After about 1350 European styles in general were heavily influenced by the French court, and became ever more elaborately ostentatious following the death of France's king Charles V in 1380. In England, earlier in the century, King Edward II's French consort, Queen Isabella (married 1308, died 1358), had influenced fashion similarities between the two courts. The succeeding two kings of England—Edward III and Richard II—were members of the Plantagenet family, whose claims to the French throne (the cause of the Hundred Years' War) no doubt contributed to a desire to compete with the French court in matters of opulence and led to a similarly unrestrained attitude towards expensive dress. Indeed, Richard II was reputed the greatest fashion spendthrift of all of the English monarchs to his day, a habit to which some attributed his eventual downfall. Overall, in the fifteenth century expenditures for clothing continued to increase, and the rapidity of fashion changes and excesses of ornamentation contributed to the brilliance of a growing number of European courts, particularly in Burgundy and in the Burgundian Low Countries at Bruges and Ghent. Until 1440, noblemen and women continued to wear the lavish styles, garments, and ornamentation developed in the late fourteenth century, with only minor variations in design. Beginning in 1440, tunics of fashionable European noblemen reached nearly to the knee, but in the following decade tunics were made much shorter. The fourteenth-century fashion known as the courtepie (or short houppelande) returned to favor. From then on, short tunics continued to be in fashion into the sixteenth century. In addition, in France and England, Italian styles and those of the court of Burgundy, which also reflected Flemish and German elements, became popular. Germanic influence included the enlarging of sleeves, chest, and shoulders by means of added padding in a manner that some considered a distortion of the human silhouette.
Tall and Narrow.
Perhaps due to a combination of social and economic factors, including the end of the Hundred Years' War, fashion took a turn to a radical new form in the middle of the fifteenth century. In England, toward the close of King Henry VI's first reign (1422–1461), fashionable courtiers wore narrow, long robes, with houppelandes and peliçons again in style. The shoulders were padded, but the skirts were narrow, and these robes were worn as outer garments over the short tunics mentioned above, topped by tall hats. The combination produced a silhouette of extreme height. At the same time, ornamental excesses were appearing in all of the other arts of the period, so that the "perpendicular style" in fashion occurred simultaneously with the period when Gothic architecture was reaching its peak of ornamental linear emphasis.
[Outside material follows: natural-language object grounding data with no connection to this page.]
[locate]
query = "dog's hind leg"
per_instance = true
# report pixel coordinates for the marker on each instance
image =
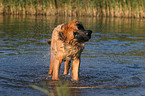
(56, 68)
(51, 64)
(66, 67)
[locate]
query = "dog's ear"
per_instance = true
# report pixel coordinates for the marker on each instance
(62, 36)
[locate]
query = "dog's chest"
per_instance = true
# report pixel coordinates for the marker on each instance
(72, 52)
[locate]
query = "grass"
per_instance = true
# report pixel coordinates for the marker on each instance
(96, 8)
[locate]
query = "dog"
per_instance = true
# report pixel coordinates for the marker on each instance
(67, 43)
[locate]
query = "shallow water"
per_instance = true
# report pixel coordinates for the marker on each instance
(115, 56)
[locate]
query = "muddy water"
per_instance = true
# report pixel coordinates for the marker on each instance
(115, 56)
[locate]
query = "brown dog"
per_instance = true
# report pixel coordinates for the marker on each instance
(67, 44)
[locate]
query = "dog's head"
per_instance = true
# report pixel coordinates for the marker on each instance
(74, 32)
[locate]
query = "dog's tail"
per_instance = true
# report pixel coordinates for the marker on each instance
(48, 41)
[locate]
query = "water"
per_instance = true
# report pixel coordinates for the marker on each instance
(115, 56)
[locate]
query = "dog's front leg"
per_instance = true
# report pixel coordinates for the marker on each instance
(75, 69)
(56, 67)
(66, 67)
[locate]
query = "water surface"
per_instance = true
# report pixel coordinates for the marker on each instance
(115, 55)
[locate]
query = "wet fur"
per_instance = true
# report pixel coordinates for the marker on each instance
(65, 47)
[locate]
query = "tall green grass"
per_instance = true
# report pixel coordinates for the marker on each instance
(107, 8)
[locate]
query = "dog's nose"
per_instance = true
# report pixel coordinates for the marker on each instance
(88, 32)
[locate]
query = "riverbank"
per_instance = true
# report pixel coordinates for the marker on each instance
(96, 8)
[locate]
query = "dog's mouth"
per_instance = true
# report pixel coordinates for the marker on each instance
(82, 36)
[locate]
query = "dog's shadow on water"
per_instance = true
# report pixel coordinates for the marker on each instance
(65, 86)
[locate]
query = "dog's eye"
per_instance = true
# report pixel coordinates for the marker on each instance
(76, 34)
(80, 27)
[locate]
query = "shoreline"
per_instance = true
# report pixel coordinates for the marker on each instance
(86, 8)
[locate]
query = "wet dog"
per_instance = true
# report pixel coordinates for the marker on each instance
(67, 43)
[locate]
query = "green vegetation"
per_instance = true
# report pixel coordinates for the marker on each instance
(96, 8)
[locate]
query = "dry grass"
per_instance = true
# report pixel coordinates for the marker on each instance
(95, 8)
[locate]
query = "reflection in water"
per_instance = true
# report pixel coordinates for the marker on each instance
(114, 56)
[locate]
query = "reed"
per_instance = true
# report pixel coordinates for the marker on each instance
(96, 8)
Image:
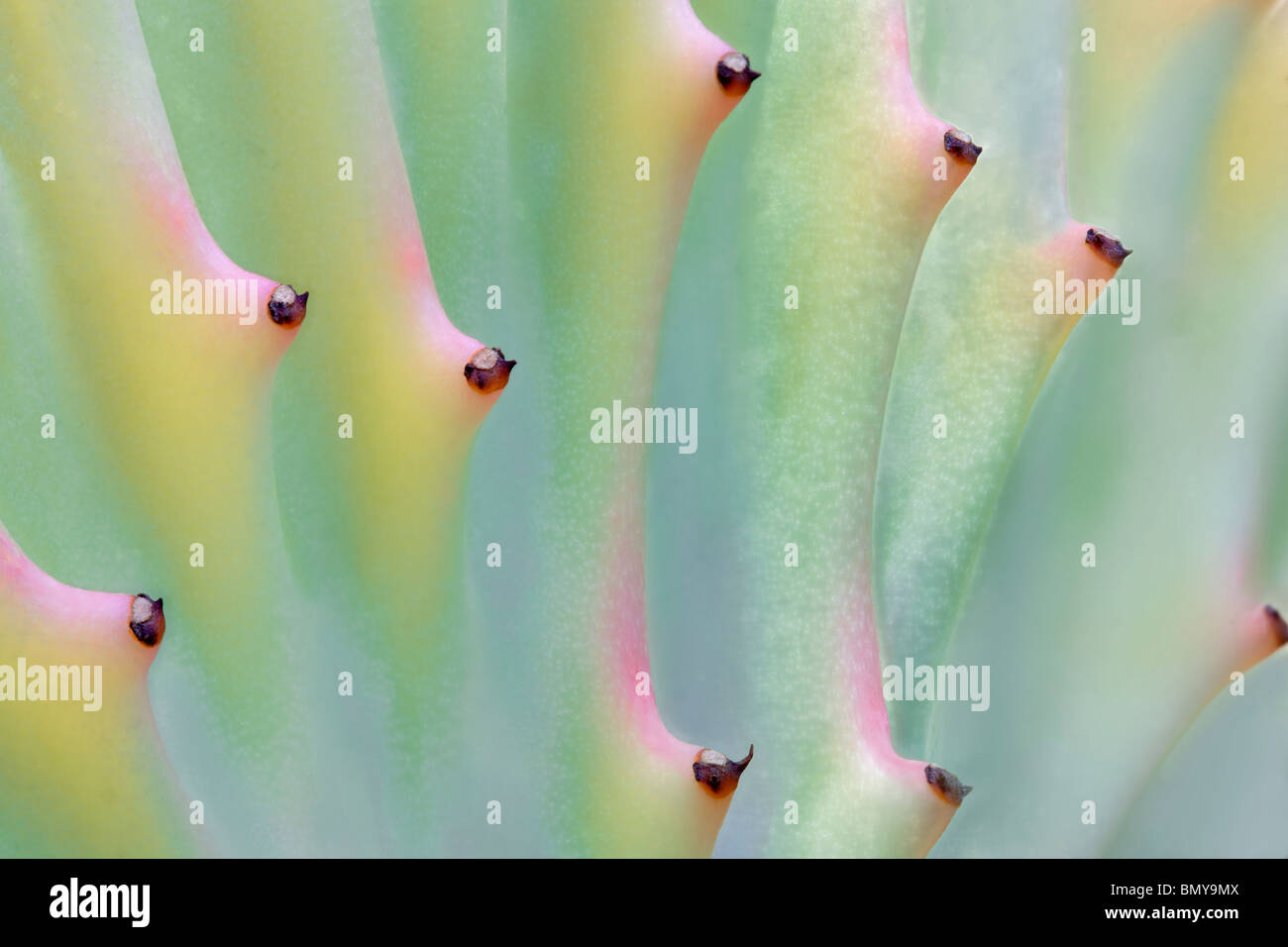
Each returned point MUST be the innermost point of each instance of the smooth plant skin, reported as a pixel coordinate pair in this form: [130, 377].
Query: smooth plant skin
[171, 408]
[373, 513]
[973, 356]
[614, 781]
[1131, 447]
[78, 781]
[433, 613]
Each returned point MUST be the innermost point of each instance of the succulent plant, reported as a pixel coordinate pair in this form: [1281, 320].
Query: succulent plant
[390, 598]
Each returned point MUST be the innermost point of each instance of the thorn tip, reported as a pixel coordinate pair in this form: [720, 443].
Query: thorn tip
[961, 146]
[1107, 247]
[948, 787]
[147, 620]
[717, 774]
[734, 72]
[488, 369]
[286, 308]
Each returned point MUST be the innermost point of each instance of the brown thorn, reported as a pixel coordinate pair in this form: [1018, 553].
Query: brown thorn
[1108, 247]
[287, 308]
[488, 369]
[147, 620]
[948, 787]
[961, 147]
[1278, 626]
[734, 72]
[717, 774]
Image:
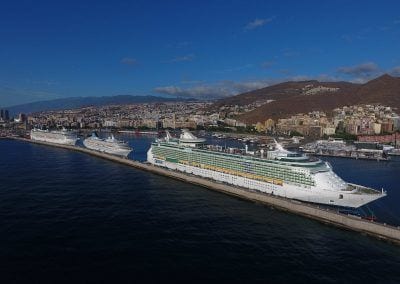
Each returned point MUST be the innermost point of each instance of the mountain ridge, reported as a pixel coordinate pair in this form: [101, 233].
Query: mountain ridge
[383, 90]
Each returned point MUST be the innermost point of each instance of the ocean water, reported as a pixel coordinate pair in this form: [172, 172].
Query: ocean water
[68, 217]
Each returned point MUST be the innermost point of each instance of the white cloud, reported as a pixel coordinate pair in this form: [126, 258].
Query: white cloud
[220, 89]
[188, 57]
[257, 23]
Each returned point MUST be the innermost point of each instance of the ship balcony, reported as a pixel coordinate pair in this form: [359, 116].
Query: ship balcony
[358, 189]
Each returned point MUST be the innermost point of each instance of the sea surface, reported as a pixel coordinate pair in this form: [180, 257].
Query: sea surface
[68, 217]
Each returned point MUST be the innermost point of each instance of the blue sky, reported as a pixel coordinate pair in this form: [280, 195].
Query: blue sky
[201, 49]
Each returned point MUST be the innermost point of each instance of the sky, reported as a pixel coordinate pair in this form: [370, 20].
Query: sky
[197, 49]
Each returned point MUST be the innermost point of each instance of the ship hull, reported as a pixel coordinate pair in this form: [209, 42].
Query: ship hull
[307, 194]
[106, 147]
[55, 138]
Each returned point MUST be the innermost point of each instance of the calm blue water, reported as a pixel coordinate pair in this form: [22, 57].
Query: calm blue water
[69, 217]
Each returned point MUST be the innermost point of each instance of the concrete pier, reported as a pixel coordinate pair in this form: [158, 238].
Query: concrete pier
[349, 222]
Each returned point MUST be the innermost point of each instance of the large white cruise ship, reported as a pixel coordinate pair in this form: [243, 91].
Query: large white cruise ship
[56, 136]
[280, 172]
[109, 145]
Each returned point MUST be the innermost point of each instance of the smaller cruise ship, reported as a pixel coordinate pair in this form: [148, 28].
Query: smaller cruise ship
[109, 145]
[65, 137]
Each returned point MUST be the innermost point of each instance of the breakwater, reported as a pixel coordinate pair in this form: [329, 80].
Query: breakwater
[332, 217]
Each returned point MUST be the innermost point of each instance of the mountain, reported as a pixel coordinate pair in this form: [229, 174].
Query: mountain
[77, 102]
[279, 91]
[290, 97]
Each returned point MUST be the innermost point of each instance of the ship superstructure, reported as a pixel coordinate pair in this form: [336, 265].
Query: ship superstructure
[280, 172]
[109, 145]
[64, 136]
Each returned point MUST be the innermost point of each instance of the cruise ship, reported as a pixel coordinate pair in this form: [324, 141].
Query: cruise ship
[56, 136]
[109, 145]
[280, 172]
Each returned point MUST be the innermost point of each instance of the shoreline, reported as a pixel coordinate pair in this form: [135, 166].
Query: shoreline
[357, 224]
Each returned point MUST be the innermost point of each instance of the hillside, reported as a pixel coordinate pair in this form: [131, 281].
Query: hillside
[280, 91]
[77, 102]
[383, 90]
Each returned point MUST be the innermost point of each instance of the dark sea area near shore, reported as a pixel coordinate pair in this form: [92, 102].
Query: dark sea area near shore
[68, 217]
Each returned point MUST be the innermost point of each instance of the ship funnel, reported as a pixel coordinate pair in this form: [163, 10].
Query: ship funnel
[168, 135]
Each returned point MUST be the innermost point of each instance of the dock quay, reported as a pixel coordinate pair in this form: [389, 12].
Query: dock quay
[377, 230]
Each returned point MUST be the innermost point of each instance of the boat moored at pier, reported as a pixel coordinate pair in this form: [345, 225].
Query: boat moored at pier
[64, 136]
[109, 145]
[280, 172]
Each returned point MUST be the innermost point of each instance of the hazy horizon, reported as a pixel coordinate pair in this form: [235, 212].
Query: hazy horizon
[176, 49]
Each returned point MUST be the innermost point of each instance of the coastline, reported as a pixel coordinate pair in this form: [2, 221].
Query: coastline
[349, 222]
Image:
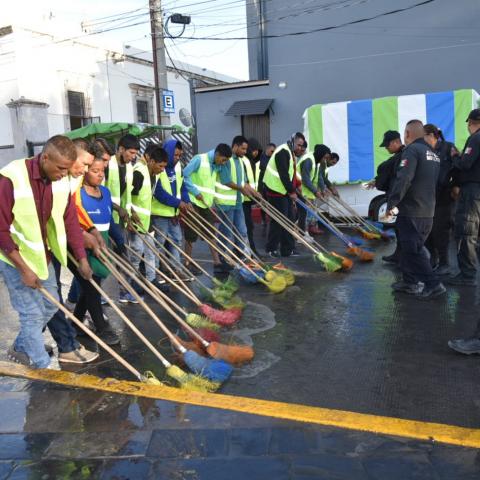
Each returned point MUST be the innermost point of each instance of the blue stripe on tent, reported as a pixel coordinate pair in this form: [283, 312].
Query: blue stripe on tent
[441, 112]
[360, 140]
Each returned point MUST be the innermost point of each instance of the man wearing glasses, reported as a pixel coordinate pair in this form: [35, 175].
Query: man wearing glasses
[281, 182]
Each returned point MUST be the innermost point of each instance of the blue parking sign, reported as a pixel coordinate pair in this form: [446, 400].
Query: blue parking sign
[168, 101]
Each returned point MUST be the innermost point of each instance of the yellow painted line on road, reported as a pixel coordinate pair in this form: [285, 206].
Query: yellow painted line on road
[467, 437]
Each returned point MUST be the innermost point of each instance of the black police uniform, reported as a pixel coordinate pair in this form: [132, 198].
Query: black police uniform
[413, 193]
[467, 217]
[439, 238]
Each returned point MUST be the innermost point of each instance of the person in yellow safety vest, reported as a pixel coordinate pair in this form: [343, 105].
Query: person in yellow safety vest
[145, 176]
[37, 220]
[252, 172]
[199, 177]
[313, 186]
[231, 187]
[170, 199]
[280, 189]
[61, 328]
[118, 179]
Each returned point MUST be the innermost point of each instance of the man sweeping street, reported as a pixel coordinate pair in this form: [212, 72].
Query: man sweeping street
[280, 188]
[37, 220]
[413, 196]
[200, 176]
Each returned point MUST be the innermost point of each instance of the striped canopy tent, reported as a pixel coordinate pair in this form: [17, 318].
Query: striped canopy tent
[355, 129]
In costume this trend toward extremes was best illustrated in the courts of King Charles VI of France (1380–1422) and the dukes of Burgundy, as the nobility wore garments divided into contrasting color areas—such as red and blue, or green and yellow—and the headdresses of both noblemen and ladies grew more varied and exaggerated in shape, especially in height. Indeed, from mid-century forward, women also sought an elongated fashionable look that included a high, plucked hairline, complemented by a swan-like neck, slender shoulders, and skirts that reached to the ground. Breaking the long line of this fashion look was the fashionable lady's posture, in which her stomach protruded beneath her elevated waistline, an effect often increased by padding.
François Boucher, 20,000 Years of Fashion: The History of Costume and Personal Adornment (New York: Abrams, 1987).
William Naphy and Andrew Spicer, The Black Death: A History of Plagues 1348–1730 (Stroud, Charleston, S.C.: Tempus, 2001).
M. Scott, A Visual History of Costume: The Fourteenth and Fifteenth Centuries (London: Batsford, 1986).